WSJ writes about why and how Siemens is designing its new cellphone in Beijing rather than Munich:
Siemens’ decision to turn east for engineering know-how represented a big gamble for a company that has relied on the ingenuity of its German engineers for more than 150 years. It also reflected one of Germany’s biggest economic challenges ever: The erosion of its dominance in engineering, long the lifeblood of the world’s third-largest industrialized economy and a source of cultural pride.
For years, Germany, like many other countries, lost manufacturing jobs to China and other low-wage countries in Asia and Eastern Europe. But its engineering sector remained a safe haven, one of the few areas where the country could hold its own globally. Highly paid German engineers proved their worth with a steady stream of innovations, including the world’s fastest train, designed by Siemens and ThyssenKrupp AG.

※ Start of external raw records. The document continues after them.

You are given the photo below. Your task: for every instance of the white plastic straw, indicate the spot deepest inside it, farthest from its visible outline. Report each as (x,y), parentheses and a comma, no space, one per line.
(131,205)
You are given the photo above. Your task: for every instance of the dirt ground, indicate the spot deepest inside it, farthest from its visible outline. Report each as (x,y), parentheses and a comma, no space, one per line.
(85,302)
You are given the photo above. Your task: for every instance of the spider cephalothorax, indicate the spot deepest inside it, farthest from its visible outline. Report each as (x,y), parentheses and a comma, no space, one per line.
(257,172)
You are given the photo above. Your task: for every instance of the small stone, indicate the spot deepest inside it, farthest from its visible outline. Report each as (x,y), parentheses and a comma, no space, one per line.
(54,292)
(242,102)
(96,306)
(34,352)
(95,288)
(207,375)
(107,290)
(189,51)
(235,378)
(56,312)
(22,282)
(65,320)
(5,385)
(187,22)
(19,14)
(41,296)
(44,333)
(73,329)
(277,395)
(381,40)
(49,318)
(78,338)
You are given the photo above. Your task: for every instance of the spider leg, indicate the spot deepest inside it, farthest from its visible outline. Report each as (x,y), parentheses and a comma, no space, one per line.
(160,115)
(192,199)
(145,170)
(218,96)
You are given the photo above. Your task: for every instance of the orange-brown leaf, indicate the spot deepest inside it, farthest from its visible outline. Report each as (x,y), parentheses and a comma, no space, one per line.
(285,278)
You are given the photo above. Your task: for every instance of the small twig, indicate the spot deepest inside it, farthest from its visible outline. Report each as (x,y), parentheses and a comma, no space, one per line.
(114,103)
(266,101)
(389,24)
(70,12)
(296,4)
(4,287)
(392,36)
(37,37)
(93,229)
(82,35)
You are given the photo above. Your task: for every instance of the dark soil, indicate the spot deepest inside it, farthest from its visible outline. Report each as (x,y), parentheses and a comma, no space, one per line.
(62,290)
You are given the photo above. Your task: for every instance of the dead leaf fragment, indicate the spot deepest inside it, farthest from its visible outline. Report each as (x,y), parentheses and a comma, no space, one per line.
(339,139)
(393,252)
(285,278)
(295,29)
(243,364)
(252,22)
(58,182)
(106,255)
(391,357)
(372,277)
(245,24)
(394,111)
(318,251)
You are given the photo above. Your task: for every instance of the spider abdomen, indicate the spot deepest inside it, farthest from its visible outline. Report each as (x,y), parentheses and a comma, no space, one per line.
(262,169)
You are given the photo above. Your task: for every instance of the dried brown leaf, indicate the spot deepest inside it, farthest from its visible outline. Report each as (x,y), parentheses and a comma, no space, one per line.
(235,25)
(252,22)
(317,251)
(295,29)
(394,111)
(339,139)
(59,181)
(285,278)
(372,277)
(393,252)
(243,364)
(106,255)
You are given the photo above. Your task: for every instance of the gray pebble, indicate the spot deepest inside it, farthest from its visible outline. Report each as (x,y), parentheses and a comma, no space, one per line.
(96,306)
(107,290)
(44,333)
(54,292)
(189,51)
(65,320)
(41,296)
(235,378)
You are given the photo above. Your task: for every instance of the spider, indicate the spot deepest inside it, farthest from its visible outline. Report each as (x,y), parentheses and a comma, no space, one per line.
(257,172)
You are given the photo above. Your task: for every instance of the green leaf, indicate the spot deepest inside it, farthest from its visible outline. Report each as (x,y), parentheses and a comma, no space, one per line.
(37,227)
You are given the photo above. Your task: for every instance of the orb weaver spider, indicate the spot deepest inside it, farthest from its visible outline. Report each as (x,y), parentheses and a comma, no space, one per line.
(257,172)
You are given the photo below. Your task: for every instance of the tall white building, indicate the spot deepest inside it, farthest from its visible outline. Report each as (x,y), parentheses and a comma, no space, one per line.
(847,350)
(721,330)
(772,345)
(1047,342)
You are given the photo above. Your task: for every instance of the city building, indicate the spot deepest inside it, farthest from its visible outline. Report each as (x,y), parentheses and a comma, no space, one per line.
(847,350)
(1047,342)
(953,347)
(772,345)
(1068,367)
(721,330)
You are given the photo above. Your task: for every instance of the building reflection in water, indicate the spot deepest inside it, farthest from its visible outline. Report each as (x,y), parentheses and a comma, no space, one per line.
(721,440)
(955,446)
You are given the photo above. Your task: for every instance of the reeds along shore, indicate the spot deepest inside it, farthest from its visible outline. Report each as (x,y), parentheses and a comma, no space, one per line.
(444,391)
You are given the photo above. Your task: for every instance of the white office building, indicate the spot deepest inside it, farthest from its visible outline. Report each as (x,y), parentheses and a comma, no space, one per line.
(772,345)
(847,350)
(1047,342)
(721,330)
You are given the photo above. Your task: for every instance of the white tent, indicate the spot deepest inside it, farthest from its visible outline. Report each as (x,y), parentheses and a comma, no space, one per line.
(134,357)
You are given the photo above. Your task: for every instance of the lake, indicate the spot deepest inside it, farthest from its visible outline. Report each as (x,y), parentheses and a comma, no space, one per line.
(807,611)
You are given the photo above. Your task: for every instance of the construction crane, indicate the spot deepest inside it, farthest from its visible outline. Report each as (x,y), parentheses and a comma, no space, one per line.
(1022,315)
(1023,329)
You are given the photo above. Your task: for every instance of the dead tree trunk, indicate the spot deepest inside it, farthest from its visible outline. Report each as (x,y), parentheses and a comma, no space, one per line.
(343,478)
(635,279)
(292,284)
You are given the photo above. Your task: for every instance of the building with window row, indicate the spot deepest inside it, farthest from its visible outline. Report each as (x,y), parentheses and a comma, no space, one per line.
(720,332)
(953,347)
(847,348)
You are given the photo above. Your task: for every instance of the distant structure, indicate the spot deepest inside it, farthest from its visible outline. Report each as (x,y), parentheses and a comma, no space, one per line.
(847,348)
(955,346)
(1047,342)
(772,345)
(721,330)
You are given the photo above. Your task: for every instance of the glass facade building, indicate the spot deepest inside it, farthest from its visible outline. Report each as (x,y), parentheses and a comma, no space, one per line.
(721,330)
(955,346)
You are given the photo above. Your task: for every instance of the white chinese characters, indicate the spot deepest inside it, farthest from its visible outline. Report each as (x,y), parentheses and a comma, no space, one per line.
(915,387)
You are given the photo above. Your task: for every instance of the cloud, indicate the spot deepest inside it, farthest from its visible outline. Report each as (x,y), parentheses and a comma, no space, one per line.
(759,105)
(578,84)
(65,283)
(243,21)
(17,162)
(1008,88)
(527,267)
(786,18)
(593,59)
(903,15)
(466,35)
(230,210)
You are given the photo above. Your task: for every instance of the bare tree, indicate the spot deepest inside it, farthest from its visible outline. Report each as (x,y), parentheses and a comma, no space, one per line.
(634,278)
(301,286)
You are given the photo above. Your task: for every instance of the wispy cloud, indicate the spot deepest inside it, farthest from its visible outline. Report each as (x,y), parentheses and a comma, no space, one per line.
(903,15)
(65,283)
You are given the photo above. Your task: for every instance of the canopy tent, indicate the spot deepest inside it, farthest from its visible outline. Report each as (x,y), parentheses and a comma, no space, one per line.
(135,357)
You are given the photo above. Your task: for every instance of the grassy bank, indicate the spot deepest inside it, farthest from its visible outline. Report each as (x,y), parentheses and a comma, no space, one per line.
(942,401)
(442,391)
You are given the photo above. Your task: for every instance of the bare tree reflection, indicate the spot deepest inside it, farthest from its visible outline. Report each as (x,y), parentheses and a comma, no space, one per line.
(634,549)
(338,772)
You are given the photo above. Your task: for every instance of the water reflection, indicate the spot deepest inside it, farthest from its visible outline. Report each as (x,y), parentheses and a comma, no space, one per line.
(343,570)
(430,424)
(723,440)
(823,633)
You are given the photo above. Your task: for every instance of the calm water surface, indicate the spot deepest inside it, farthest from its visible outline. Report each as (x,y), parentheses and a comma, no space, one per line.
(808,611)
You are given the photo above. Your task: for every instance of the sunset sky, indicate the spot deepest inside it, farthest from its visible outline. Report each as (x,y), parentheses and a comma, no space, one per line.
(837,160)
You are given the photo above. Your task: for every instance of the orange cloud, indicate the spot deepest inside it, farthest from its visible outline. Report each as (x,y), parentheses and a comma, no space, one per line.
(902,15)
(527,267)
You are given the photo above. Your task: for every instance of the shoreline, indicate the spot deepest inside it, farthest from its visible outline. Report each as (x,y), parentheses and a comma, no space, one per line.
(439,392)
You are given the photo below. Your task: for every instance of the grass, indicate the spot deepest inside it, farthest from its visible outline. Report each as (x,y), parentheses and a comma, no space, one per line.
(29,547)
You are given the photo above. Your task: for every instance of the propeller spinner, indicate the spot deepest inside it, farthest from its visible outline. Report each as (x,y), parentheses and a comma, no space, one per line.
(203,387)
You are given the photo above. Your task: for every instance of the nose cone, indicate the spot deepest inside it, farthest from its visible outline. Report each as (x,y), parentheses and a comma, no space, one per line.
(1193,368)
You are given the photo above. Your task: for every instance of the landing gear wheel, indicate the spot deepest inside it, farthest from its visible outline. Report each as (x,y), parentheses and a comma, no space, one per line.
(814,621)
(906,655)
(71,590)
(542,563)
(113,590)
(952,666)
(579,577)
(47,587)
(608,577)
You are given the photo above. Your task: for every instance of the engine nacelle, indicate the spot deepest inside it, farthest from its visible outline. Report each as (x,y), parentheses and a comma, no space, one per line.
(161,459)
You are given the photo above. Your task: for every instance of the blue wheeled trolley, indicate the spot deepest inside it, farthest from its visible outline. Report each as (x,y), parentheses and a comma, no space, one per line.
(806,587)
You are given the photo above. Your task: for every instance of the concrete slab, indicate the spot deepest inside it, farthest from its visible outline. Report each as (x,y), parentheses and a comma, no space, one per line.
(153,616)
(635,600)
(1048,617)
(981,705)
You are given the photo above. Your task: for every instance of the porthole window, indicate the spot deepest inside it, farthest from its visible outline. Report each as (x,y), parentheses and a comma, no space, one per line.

Now engineering jobs are beginning to move abroad as well. “If the Chinese can produce high tech at low cost, one has to consider where that’s going to lead,” said Siemens Chief Executive Heinrich von Pierer, who in May announced plans to hire 1,000 Chinese engineers this year and invest about $1.23 billion in China. “In Germany, we have to ask ourselves what we have to offer.”
Germany’s predicament shows how the flow of increasingly sophisticated jobs into low-wage markets is reshaping economies around the world. And the biggest winner — China — is not merely taking away existing work from industrialized nations, but is also creating thousands of new jobs.